L'autorité intimée a tenu compte à juste titre -
comme circonstances atténuantes - de la bonne collaboration des organes de la
recourante, de son absence d'antécédents, de sa situation précaire et des
sanctions qui allaient être infligées aux actionnaires et - comme circonstance
aggravante - du montant relativement important des avantages octroyés à
l'administrateur de la société (59'280 fr.).
Au regard de ces éléments, le tribunal estime que
les coefficients réduits retenus par l'intimée tant pour l'impôt cantonal et
communal que pour l'impôt fédéral direct sont proportionnés à la faute commise
et tiennent équitablement compte des circonstances atténuantes évoquées plus
haut. Il y a donc lieu de confirmer les amendes prononcées, sous une réserve en
matière d'impôt cantonal et communal admise par l'intimée: l'amende portant sur
la période fiscale 1993-1994 sera annulée pour cause de prescription.
7.
Il résulte des considérants qui précèdent que le recours
doit être admis partiellement et la décision attaquée réformée, en ce sens que
l'amende prononcée en matière d'impôt cantonal et communal pour la période
fiscale 1993-1994 est annulée. La recourante, qui succombe sur l'essentiel,
supportera les frais de justice.
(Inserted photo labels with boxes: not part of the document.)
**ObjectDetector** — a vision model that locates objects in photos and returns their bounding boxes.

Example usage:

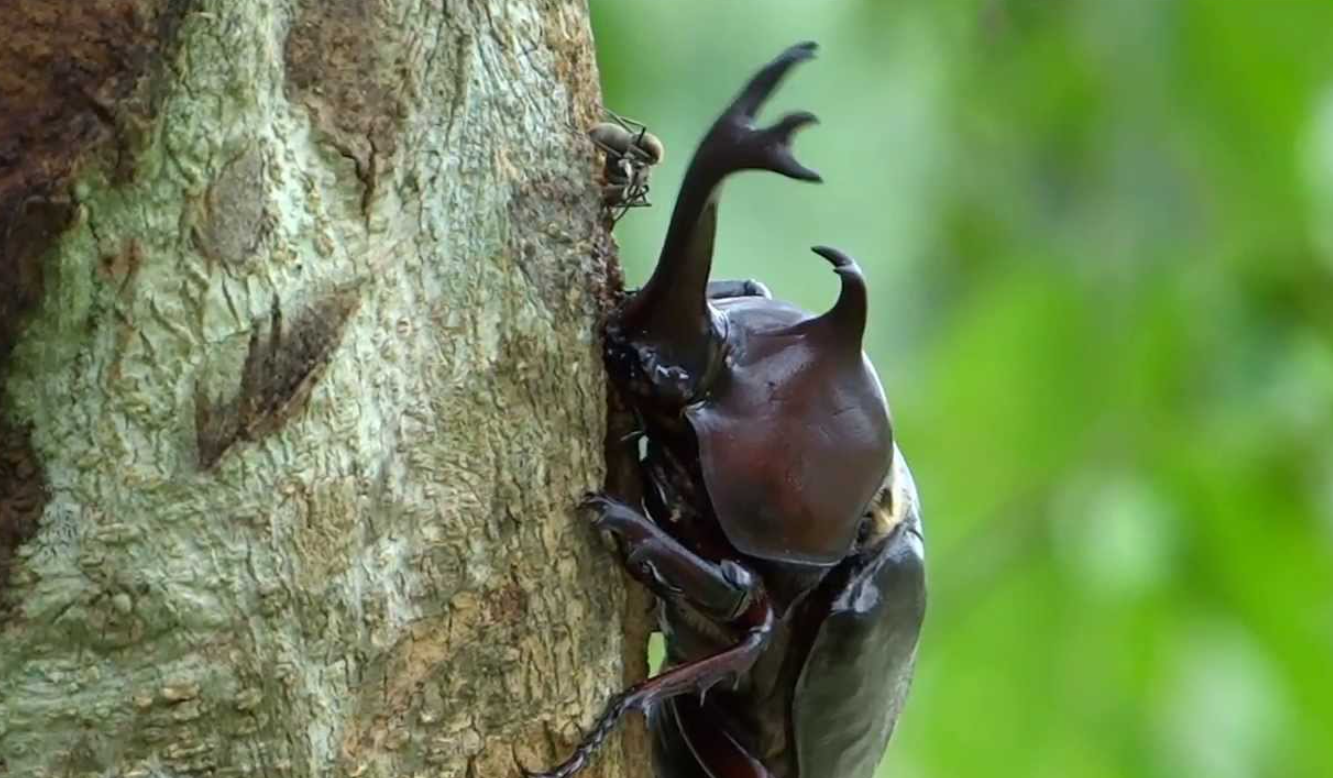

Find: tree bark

[0,0,644,778]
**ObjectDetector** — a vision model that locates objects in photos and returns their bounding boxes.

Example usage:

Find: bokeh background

[592,0,1333,778]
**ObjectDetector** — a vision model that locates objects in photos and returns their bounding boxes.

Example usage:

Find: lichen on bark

[0,0,639,777]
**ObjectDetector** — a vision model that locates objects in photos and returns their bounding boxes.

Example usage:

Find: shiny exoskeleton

[530,44,925,778]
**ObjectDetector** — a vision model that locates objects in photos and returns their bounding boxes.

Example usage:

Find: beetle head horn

[808,246,868,357]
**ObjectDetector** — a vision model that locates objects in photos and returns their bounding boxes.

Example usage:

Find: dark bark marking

[193,145,265,268]
[0,418,49,625]
[283,0,408,212]
[195,288,360,470]
[0,0,193,375]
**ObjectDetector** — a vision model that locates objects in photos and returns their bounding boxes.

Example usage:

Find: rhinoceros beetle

[530,43,925,778]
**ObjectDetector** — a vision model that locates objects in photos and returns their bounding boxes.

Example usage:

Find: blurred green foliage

[592,0,1333,778]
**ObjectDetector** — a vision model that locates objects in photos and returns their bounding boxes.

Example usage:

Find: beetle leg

[528,601,773,778]
[583,496,758,621]
[708,278,773,300]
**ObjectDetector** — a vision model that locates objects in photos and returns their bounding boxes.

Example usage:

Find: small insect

[588,111,667,224]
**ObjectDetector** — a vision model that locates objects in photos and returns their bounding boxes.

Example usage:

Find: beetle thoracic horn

[804,246,866,357]
[623,43,820,389]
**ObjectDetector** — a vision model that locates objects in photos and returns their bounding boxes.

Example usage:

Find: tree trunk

[0,0,643,778]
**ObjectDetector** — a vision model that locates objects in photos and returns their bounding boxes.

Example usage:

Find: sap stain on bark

[195,288,360,470]
[283,0,408,210]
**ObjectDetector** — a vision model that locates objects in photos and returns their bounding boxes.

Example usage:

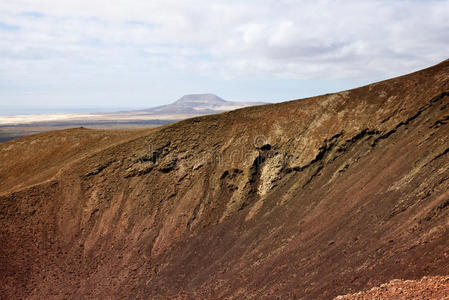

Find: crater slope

Elle n'aura par ailleurs pas droit à
l'allocation de dépens.
Dispositif
Par ces motifs
le Tribunal administratif
arrête:
A. En
matière d’impôt fédéral direct
I.
Le recours est rejeté.
II.
La décision rendue par l’Administration cantonale de
l'impôt fédéral direct le 6 mars 2007 est confirmée.
III.
Un émolument de 600 (six cents) francs est mis à la charge
de la société recourante.
IV.
Il n’est pas alloué de dépens.
B. En
matière d’impôt cantonal et communal
V.
Le recours est admis partiellement.
VI.
La décision rendue par l’Administration cantonale des
impôts le 6 mars 2007 en tant qu'elle concerne la période fiscale 1993-1994 est
réformée, en ce sens que l'amende de 1'000 fr. prononcée est annulée. Elle est
confirmée pour le surplus.
VII.
Un émolument de 400 (quatre cents) francs est mis à la
charge de la société recourante.
VIII.
Il n’est pas alloué de dépens.
Lausanne, le 16 novembre 2007
Le
président:
Le présent arrêt est communiqué aux destinataires de
l'avis d'envoi ci-joint.
Il peut faire l'objet, dans les trente jours suivant sa
notification, d'un recours au Tribunal fédéral. Le recours en matière de droit
public s'exerce aux conditions des articles 82 ss de la loi du 17 juin 2005 sur
le Tribunal fédéral (LTF - RS 173.110), le recours constitutionnel subsidiaire
à celles des articles 113 ss LTF. Le mémoire de recours doit être rédigé dans
une langue officielle, indiquer les conclusions, les motifs et les moyens de
preuve, et être signé. Les motifs doivent exposer succinctement en quoi l’acte
attaqué viole le droit. Les pièces invoquées comme moyens de preuve doivent
être jointes au mémoire, pour autant qu’elles soient en mains de la partie; il
en va de même de la décision attaquée.